The world of cybersecurity has been abuzz with the recent discovery of critical vulnerabilities in Ollama, a popular open-source framework for running large language models locally. This revelation, code-named Bleeding Llama, has sent shockwaves through the tech community, highlighting the potential risks associated with this widely-used platform.
The Bleeding Llama: A Critical Memory Leak
At its core, the Bleeding Llama vulnerability is an out-of-bounds read flaw that, if exploited, could allow remote attackers to leak sensitive data from Ollama's process memory. With over 300,000 servers potentially impacted, this vulnerability is a significant concern.
The problem arises from Ollama's use of the unsafe package when creating models from GGUF files. This function, WriteTo(), bypasses memory safety guarantees, creating a pathway for attackers to execute operations that could lead to data leakage.
In a hypothetical attack scenario, an attacker could send a specially crafted GGUF file with an inflated tensor shape to an exposed Ollama server. This would trigger an out-of-bounds heap read during model creation, potentially exposing sensitive information such as environment variables, API keys, and user data.
What makes this particularly fascinating is the potential impact on organizations. As Dor Attias, a security researcher at Cyera, puts it, "An attacker can learn basically anything about the organization from your AI inference." This includes proprietary code, customer contracts, and more.
Persistent Code Execution: A Double Whammy
Adding fuel to the fire, researchers at Striga have detailed two additional vulnerabilities in Ollama's Windows update mechanism that can be chained for persistent code execution. These flaws, which remain unpatched, allow attackers to execute arbitrary code at every login.
The first vulnerability, CVE-2026-42248, is a missing signature verification issue. Unlike its macOS counterpart, the Windows version of Ollama does not verify update binaries, leaving it open to potential exploitation.

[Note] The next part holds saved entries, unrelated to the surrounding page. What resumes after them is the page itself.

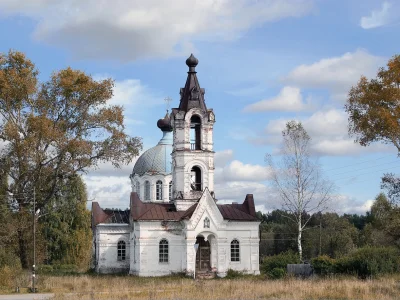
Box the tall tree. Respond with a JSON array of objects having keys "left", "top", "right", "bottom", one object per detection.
[
  {"left": 266, "top": 121, "right": 334, "bottom": 261},
  {"left": 42, "top": 175, "right": 92, "bottom": 270},
  {"left": 0, "top": 50, "right": 142, "bottom": 268},
  {"left": 345, "top": 54, "right": 400, "bottom": 152}
]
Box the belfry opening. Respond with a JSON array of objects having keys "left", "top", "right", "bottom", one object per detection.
[{"left": 190, "top": 115, "right": 201, "bottom": 150}]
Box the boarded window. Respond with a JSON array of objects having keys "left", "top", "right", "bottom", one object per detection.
[
  {"left": 144, "top": 180, "right": 151, "bottom": 200},
  {"left": 231, "top": 239, "right": 240, "bottom": 262},
  {"left": 117, "top": 241, "right": 126, "bottom": 261},
  {"left": 136, "top": 181, "right": 140, "bottom": 199},
  {"left": 159, "top": 239, "right": 169, "bottom": 263}
]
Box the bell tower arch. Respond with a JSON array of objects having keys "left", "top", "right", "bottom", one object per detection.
[{"left": 171, "top": 54, "right": 216, "bottom": 211}]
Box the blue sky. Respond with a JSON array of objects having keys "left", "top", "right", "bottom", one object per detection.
[{"left": 1, "top": 0, "right": 399, "bottom": 214}]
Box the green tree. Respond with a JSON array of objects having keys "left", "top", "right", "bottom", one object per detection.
[
  {"left": 42, "top": 175, "right": 92, "bottom": 270},
  {"left": 266, "top": 121, "right": 334, "bottom": 261},
  {"left": 363, "top": 193, "right": 400, "bottom": 248},
  {"left": 0, "top": 50, "right": 142, "bottom": 268}
]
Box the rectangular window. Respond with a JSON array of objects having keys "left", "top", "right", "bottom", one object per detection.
[
  {"left": 159, "top": 240, "right": 169, "bottom": 263},
  {"left": 117, "top": 241, "right": 126, "bottom": 261},
  {"left": 231, "top": 240, "right": 240, "bottom": 262}
]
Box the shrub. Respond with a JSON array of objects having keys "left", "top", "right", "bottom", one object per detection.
[
  {"left": 225, "top": 269, "right": 243, "bottom": 279},
  {"left": 336, "top": 247, "right": 400, "bottom": 278},
  {"left": 268, "top": 268, "right": 286, "bottom": 279},
  {"left": 311, "top": 255, "right": 336, "bottom": 275},
  {"left": 261, "top": 251, "right": 299, "bottom": 274}
]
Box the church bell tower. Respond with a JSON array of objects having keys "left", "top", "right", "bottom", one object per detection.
[{"left": 171, "top": 54, "right": 216, "bottom": 211}]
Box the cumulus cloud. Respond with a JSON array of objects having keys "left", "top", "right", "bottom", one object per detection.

The second vulnerability, CVE-2026-42249, is a path traversal issue. The Windows updater creates the local path for the installer's staging directory directly from HTTP response headers, without sanitization, allowing attackers to write arbitrary executables into the Windows Startup folder.
Together, these vulnerabilities create a powerful attack chain. By controlling an update server and exploiting these flaws, attackers can achieve persistent, silent code execution at the user's privilege level. This opens the door to a range of malicious activities, from reverse shells to info-stealers and droppers.
Implications and Mitigation
The implications of these vulnerabilities are far-reaching. With Ollama's popularity, the potential for widespread impact is high. Organizations must take immediate action to mitigate these risks.
Users are advised to apply the latest fixes, limit network access, and audit running instances for internet exposure. It's crucial to isolate and secure Ollama instances behind firewalls and consider deploying authentication proxies or API gateways.
Additionally, turning off automatic updates and removing Ollama shortcuts from the Startup folder can help disable silent on-login execution pathways.
A Wake-Up Call for AI Security
The Bleeding Llama and the persistent code execution vulnerabilities serve as a stark reminder of the importance of security in the rapidly evolving world of AI. As we embrace the power of large language models, we must also prioritize their secure implementation and deployment.
From my perspective, this incident highlights the need for a comprehensive security strategy in the AI space. It's not enough to focus solely on the benefits of these technologies; we must also address their potential risks and vulnerabilities.
As we continue to explore the capabilities of AI, let's ensure that security remains a top priority. After all, a secure foundation is essential for building a robust and trustworthy AI ecosystem.